The records from the case show that just weeks before the 1991 settlement, the state-hired investigator, Texas marine surveyor Jim Murchison, told the Alaska Department of Law that the 11 million gallon estimate provided by an Exxon contractor, Caleb Brett, had "serious deficiencies."
Caleb Brett used some simple math: It subtracted the volume of oil removed from the damaged Exxon Valdez from the nearly 54 million gallons of oil the tanker was carrying before grounding on Bligh Reef.
However, Murchison was certain that the Exxon Valdez's damaged oil tanks were holding seawater, not just crude oil, and wanted the state to get records that would prove him right or wrong. The tanks on the ship had "large holes" in them, and seawater would have forced its way into them when the oil gushed out, he wrote in a memo to a state attorney in September 1991.
Murchison wasn't the first to question the spill size, according to press accounts at the time. Salvage boat captain Nikki Hennessy, who responded to the spill, publicly disputed the 11 million figure in 1989, based on his observations at the scene and his belief that seawater had filled the tanks. Hennessy thought that Exxon pumped large amounts of seawater into three tankers that came to remove oil from the disabled ship, and the company counted the seawater as oil.
Murchison calculated the size of the Exxon spill at 25 million gallons, at minimum.

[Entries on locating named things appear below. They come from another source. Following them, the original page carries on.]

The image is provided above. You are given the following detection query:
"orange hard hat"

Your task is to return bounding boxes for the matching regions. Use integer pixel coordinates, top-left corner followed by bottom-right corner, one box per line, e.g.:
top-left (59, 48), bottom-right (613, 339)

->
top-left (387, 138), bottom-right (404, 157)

"Just between you and me, it looks like a giant conspiracy to understate the amount lost to the sea and overstate the amount recovered from the vessel," he wrote in a memo to a state attorney.
The civil case was settled on Oct. 9, 1991, and the state dropped the investigation.

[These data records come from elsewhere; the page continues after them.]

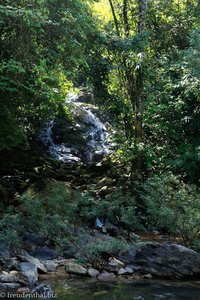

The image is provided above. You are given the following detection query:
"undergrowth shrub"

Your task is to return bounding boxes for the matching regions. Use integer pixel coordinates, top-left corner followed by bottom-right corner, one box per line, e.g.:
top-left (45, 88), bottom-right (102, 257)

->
top-left (143, 173), bottom-right (200, 250)
top-left (79, 191), bottom-right (144, 231)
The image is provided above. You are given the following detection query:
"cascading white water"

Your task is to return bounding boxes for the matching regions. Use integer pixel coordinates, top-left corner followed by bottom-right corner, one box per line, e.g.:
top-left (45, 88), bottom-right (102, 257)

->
top-left (40, 94), bottom-right (110, 163)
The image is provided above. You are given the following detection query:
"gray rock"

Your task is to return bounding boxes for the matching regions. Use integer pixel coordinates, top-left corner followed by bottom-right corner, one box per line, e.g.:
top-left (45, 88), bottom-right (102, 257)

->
top-left (17, 262), bottom-right (38, 285)
top-left (105, 257), bottom-right (124, 273)
top-left (32, 284), bottom-right (55, 300)
top-left (31, 247), bottom-right (59, 261)
top-left (4, 257), bottom-right (18, 271)
top-left (97, 272), bottom-right (116, 282)
top-left (0, 274), bottom-right (16, 283)
top-left (124, 267), bottom-right (134, 274)
top-left (144, 274), bottom-right (153, 279)
top-left (88, 268), bottom-right (100, 278)
top-left (0, 282), bottom-right (21, 290)
top-left (43, 260), bottom-right (58, 272)
top-left (118, 267), bottom-right (134, 275)
top-left (65, 260), bottom-right (87, 275)
top-left (17, 251), bottom-right (47, 273)
top-left (120, 242), bottom-right (200, 279)
top-left (117, 268), bottom-right (127, 275)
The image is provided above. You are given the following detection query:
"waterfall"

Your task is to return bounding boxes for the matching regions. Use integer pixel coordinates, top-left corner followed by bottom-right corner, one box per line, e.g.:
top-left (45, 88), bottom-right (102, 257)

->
top-left (40, 94), bottom-right (111, 163)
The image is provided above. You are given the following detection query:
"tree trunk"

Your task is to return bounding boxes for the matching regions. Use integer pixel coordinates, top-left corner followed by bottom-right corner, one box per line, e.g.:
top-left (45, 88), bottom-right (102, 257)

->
top-left (131, 0), bottom-right (147, 179)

State officials later said they were more concerned about how much oil landed on the beaches. Also, using the amount of barrels spilled to calculate a fine would have resulted in a lower payment than what the state received through the settlement, they said.
Findlay Abbott is an Exxon Valdez class-action plaintiff who has tried unsuccessfully for years to get the 11 million gallon figure reconsidered for that case. He said recently he understands the difficulty of calculating the size of the Gulf leak, thousands of feet underwater. But he remains outraged that government officials never verified the size of the Exxon spill, which he believes could be easily determined using the records that Murchison had requested.

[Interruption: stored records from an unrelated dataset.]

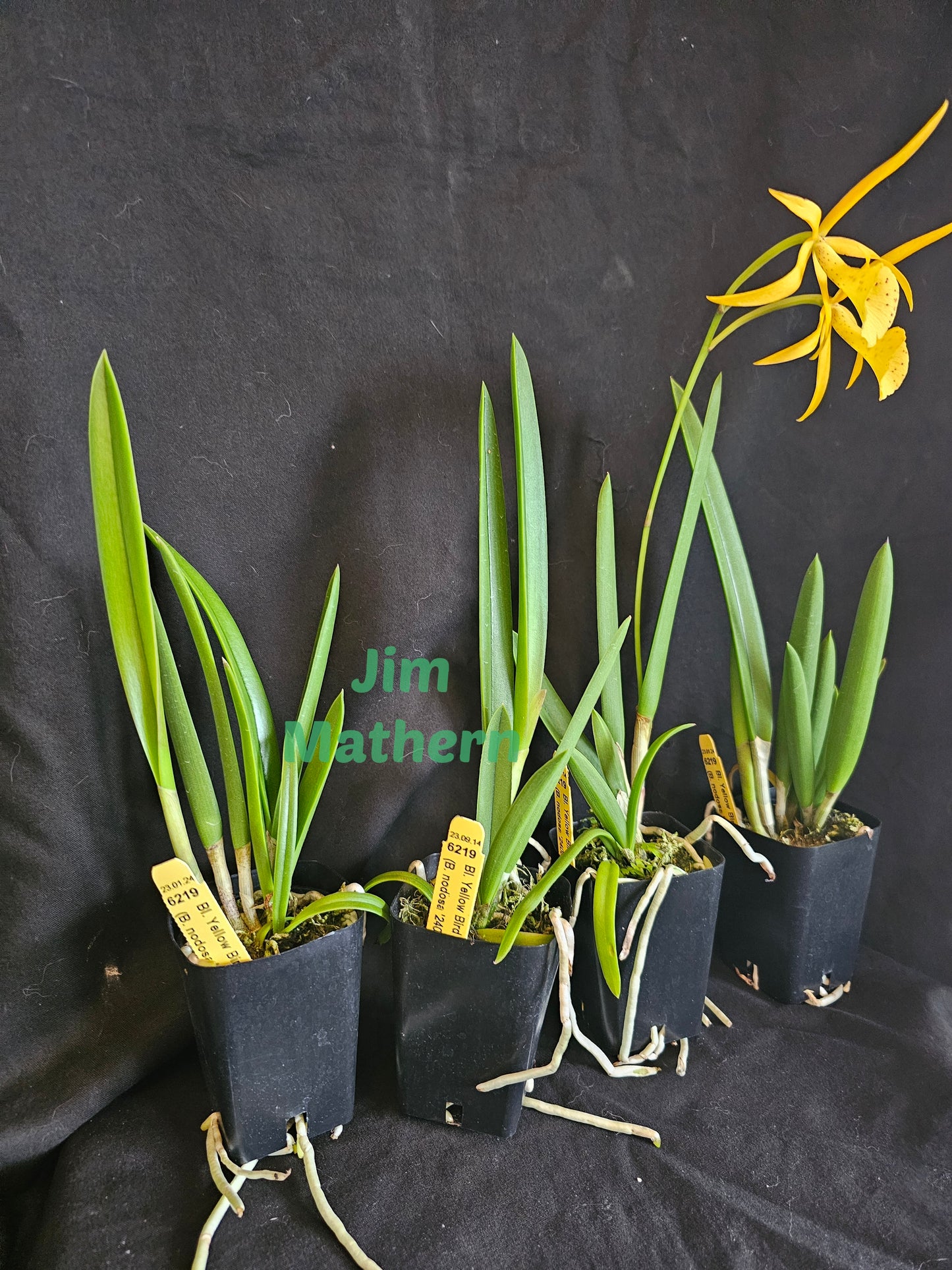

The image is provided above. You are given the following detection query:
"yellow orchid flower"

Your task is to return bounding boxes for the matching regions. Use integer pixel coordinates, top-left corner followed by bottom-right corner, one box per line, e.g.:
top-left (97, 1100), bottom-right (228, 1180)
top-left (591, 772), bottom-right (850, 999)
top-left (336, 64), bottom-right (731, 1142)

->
top-left (707, 100), bottom-right (948, 310)
top-left (754, 213), bottom-right (952, 423)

"The evidence is overwhelming, but people don't care. I just had a weird feeling that no one wants to know," Abbott said.
Abbott is still typing up legal filings. Though his previous motions in the class-action case have failed, he filed one just a few weeks ago, in which he claimed the plaintiff attorneys had opposed his efforts to "bring truth to the record and show the full reprehensibility of Exxon's behavior."